November 28, 2014 | Makes 4 Rolls
- 1 Cup of Quinoa, Uncooked
- 2 Cups of Vegetable Stock
- 4 Sheets of Nori
- Assorted Vegetables (eg Avocado, Cucumber etc)
- Optional: Wasabi, Pickled Ginger
- You need: Sushi Roller Mat
Sushi is one of my favourite things. My grandmother is Japanese so I’ve been having it since I was little and my obsession only grows stronger. I love all kinds of sushi but vegetarian rolls make a gorgeous light lunch or dinner and it’s not as daunting as preparing fresh fish. It’s also great way to use up any extra vegetables in your fridge! You can use whatever you like, I went for avocado, cucumber, spring onion, enoki mushrooms and a little bit of beetroot for some brightness. There’s nothing like tucking in to a big colourful platter of sushi and these are as delicious as they are pretty!
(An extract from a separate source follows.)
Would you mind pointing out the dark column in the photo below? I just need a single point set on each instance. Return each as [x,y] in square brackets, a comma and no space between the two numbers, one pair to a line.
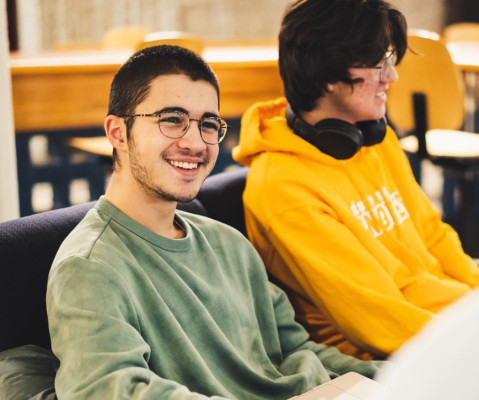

Cook your quinoa in the vegetable stock and then set it aside to cool a little. Prepare and chop your vegetables into thin strips, you can use whatever you like (or whatever’s left in the fridge!)
Lay out one of the nori sheets on to your sushi mat, with the rough side up and the feint lines horizontal so that they’re parallel to the bottom of the mat. Use your fingers to press 1/4 of the warm quinoa into the nori, right to the bottom edge and the sides, about three quarters of the way up. You want a tightly pressed, thin layer of quinoa. Using warm quinoa makes it easier to squish, but make sure its not too hot or the nori will go soft.
If using wasabi in your rolls, add a little bit in a line about a centimetre from the bottom. Lay out your vegetables in a row near the bottom.
Roll the sushi mat forward over itself, and pull it tightly, then roll again. Keep doing this until you reach the end. Don’t forget to tighten as you roll!
Repeat with the rest of your rolls and then chop them into your desired size. Serve with pickled ginger and/or soy sauce.
This recipe is Gluten Free, Dairy Free & Vegan.